B. With respect to the other matters to be included in the Auditors Report in accordance with Rule 11 of the Companies (Audit and Auditors) Rules, 2014, in our opinion and to the best of our information and according to the explanations given to us and based on the consideration of the reports of the other auditors on separate financial statements of the employee welfare trust:

a) The Company has disclosed the impact of pending litigations as at 31 March 2022 on its financial position in its standalone financial statements - Refer Note 34 to the standalone financial statements.

b) The Company has made provision, as required under the applicable law or accounting standards, for material foreseeable losses, if any, on long-term contracts including derivative contracts - Refer Note 52 to the standalone financial statements.

c) There has been no delay in transferring amounts, required to be transferred, to the Investor Education and Protection Fund by the Company.

d) (i) The management has represented that, to the best of its knowledge and belief, as disclosed in note 57(M) to the standalone accounts, no funds have been advanced or loaned or invested (either from borrowed funds or share premium or any other sources or kind of funds) by the Company to or in any other persons or entities, including foreign entities ("Intermediaries"), with the understanding, whether recorded in writing or otherwise, that the Intermediary shall:

• directly or indirectly lend or invest in other persons or entities identified in any manner whatsoever ("Ultimate Beneficiaries") by or on behalf of the Company or

• provide any guarantee, security or the like to or on behalf of the Ultimate Beneficiaries.

(ii) The management has represented, that, to the best of its knowledge and belief, as disclosed in note 57(M) to the standalone accounts, no funds have been received by the Company from any persons or entities, including foreign entities ("Funding Parties"), with the understanding, whether recorded in writing or otherwise, that the Company shall:

• directly or indirectly, lend or invest in other persons or entities identified in any manner whatsoever ("Ultimate Beneficiaries") by or on behalf of the Funding Party or

• provide any guarantee, security or the like from or on behalf of the Ultimate Beneficiaries.

(iii) Based on such audit procedures as considered reasonable and appropriate in the circumstances, nothing has come to our notice that has caused us to believe that the representations under sub-clause

(d) (i) and (d) (ii) contain any material misstatement.

e) The dividend declared and paid during the year by the Company is in compliance with Section 123 of the Act.

(C) With respect to the matter to be included in the Auditors Report under Section 197(16) of the Act:

In our opinion and according to the information and explanations given to us and based on the reports of the statutory auditors of such employee welfare trust, the remuneration paid by the Company to its directors during the current year is in accordance with the provisions of Section 197 of the Act. The remuneration paid to any director is not in excess of the limit laid down under Section 197 of the Act. The Ministry of Corporate Affairs has not prescribed other details under Section 197(16) of the Act which are required to be commented upon by us

Annexure - A to the Independent Auditor?s Report on Standalone Financial Statements - 31 March 2022

(Referred to our report of even date)

(i) (a) (A) The Company has maintained proper records showing full particulars, including quantitative details and situation of Property, Plant and Equipment.

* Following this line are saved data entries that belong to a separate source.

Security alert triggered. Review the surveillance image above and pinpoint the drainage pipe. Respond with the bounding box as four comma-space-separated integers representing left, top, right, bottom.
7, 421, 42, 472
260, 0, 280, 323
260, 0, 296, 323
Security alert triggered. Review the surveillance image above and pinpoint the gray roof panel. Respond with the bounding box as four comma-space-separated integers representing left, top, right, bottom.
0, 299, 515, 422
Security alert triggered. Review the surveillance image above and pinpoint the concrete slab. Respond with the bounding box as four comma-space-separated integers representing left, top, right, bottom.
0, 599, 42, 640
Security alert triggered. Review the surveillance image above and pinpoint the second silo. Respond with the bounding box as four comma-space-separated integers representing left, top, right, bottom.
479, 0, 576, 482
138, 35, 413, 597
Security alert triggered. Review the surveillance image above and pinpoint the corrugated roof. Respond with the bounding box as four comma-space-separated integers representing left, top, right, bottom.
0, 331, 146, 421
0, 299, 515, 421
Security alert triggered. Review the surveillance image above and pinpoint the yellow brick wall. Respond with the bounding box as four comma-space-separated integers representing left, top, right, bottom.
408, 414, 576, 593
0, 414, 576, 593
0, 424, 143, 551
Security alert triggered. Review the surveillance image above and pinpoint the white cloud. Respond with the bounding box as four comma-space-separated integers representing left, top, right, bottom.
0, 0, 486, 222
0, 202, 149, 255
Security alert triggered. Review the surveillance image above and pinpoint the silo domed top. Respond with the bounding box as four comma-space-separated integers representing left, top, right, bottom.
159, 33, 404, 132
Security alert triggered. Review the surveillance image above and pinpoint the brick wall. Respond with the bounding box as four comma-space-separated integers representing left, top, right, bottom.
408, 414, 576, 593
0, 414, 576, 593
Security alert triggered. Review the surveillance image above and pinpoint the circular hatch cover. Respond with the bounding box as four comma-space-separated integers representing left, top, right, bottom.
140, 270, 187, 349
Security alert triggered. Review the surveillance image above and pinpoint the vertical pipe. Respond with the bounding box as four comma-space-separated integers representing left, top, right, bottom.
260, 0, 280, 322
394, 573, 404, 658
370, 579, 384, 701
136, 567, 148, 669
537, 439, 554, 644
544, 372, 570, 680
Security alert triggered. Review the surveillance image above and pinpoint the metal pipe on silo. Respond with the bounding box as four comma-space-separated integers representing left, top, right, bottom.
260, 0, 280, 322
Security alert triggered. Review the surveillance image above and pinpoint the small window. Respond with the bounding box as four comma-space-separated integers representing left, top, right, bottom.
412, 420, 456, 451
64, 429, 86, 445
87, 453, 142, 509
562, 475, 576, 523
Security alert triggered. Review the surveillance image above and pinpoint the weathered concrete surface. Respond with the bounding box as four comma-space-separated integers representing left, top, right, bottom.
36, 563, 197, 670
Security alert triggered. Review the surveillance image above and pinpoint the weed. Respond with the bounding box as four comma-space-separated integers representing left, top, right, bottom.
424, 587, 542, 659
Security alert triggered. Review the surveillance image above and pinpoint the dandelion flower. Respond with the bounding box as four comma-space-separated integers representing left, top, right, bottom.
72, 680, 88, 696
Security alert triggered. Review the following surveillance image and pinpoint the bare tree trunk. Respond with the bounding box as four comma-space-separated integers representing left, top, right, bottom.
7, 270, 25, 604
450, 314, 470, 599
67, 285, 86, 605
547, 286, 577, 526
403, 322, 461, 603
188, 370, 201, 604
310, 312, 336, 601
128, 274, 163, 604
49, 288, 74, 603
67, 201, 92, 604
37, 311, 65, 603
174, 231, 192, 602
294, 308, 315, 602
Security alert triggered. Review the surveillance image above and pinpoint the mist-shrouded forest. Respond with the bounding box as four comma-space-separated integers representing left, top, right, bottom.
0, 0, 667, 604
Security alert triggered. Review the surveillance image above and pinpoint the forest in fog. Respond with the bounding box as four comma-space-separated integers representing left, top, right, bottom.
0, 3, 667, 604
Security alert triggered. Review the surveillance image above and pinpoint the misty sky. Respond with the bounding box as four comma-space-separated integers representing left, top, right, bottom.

(B) The Company has maintained proper records showing full particulars of intangible assets.

(b) According to the information and explanations given to us and on the basis of our examination of the records of the Company, the Company has a regular program of physical verification of its Property, Plant and Equipment by which all property, plant and equipment are verified in a phased manner over a period of three years. In accordance with this program, a portion of the property, plant and equipment has been physically verified by the management during the year.

In our opinion, this periodicity of physical verification is reasonable having regard to the size of the Company and the nature of its assets. No material discrepancies were noticed on such verification.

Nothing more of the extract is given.